Ночь накануне восстания. У Рылеева собрались те, кто должен возглавить его. Здесь отдаются последние распоряжения. Выступать через несколько часов, но какое-то смутное предчувствие обреченности, неуловимое и реальное одновременно, повисло в комнате. Можно встряхнуться и постараться не замечать его, но от этого оно не перестанет существовать. Одних, как назначенного диктатором князя Трубецкого, оно сломит, и пережив мучительную ночь, князь не выйдет на площадь, оставит восставшие полки без командира. Другие, которых подавляющее большинство, останутся верны делу, и наутро, когда они увидят, как много восставших войск собралось, успех еще покажется возможным и близким. Но все-таки наиболее точно духовный настрой их, наверное, выражали стихи Рылеева, вновь прочитанные им тогда, в ночь перед восстанием:
Известно мне: погибель ждет
Того, кто первый восстает
На утеснителей народа —
Судьба меня уже обрекла.
Но где, скажи, когда была
Без жертв искуплена свобода?
В спектакле точно найдена атмосфера, передано настроение людей, предугадывающих свою судьбу, но не отступивших от принятого решения. 14 декабря 1825 года герои вышли на Сенатскую площадь Петербурга и были разгромлены.

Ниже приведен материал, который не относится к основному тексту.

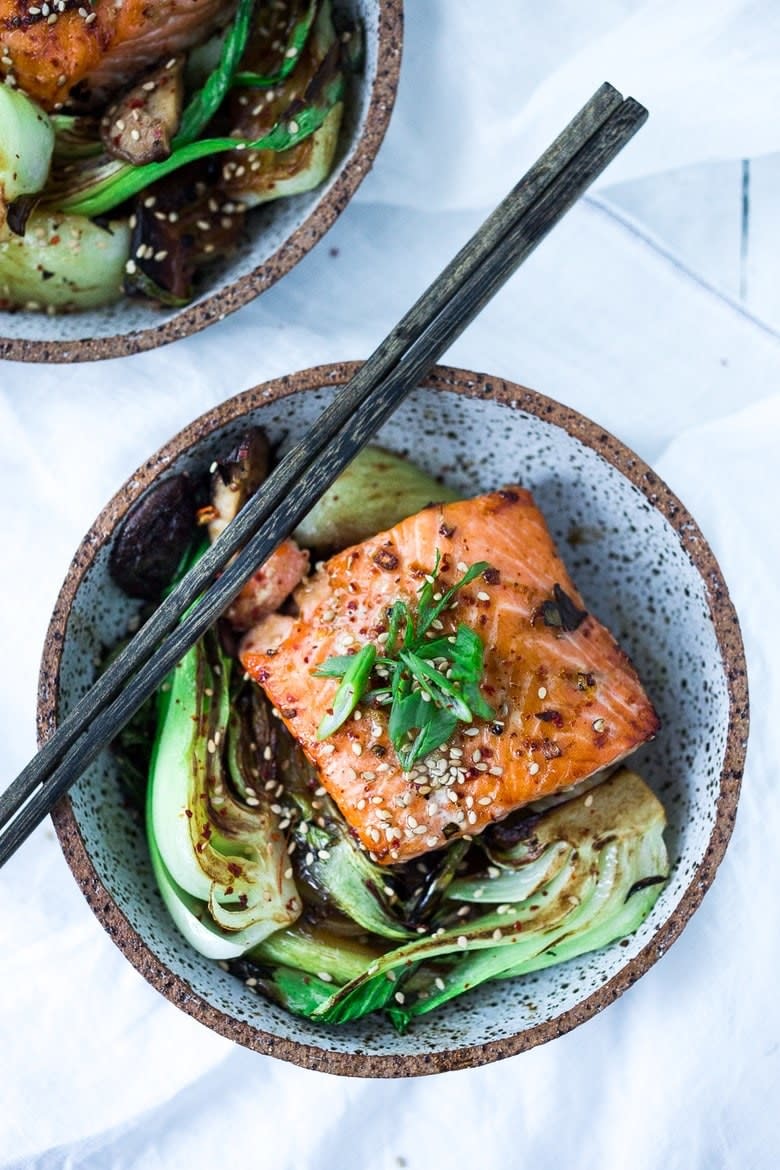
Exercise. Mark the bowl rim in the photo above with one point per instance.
(226, 300)
(727, 634)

Да, декабристы были одиноки, не связаны в своей борьбе с широкими слоями крестьянства. Да, напряженно размышляя о путях революции, они так и не сумели прийти к внутреннему единству Да, сознавая необходимость смерти царя те, кто должны были убить его, в последний момент все-таки не решились на это. Да, многие из них на допросах называли имена товарищей.

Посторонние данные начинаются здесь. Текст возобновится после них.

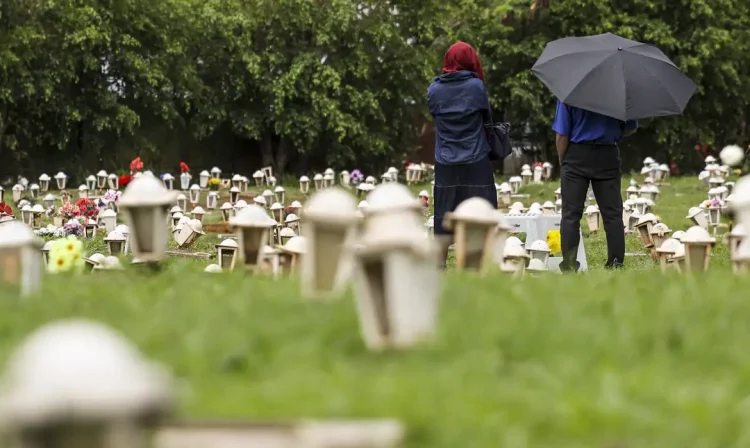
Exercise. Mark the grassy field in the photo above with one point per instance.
(603, 359)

Театр хочет понять нравственные истоки всего, что совершилось — и высокого и горького. Декабристы были людьми долга, людьми слова, понятие чести впитано ими с молоком матери. Обагрив руки кровью монарха, останутся ли такими же, как прежде, сохранят ли право называться защитниками народа — вот что мучило их. Как раз людям, лишенным чести, подобные акции давались несравненно проще. Скажем, Голенищев-Кутузов, который обличает теперь декабристов, участвовал, судя по всему, в умерщвлении императора Павла 1 и уж наверняка не испытывал нравственных мук. Но это и был дворцовый переворот, выросший из дворцовых интриг, а не высокая миссия освобождения сограждан от рабства.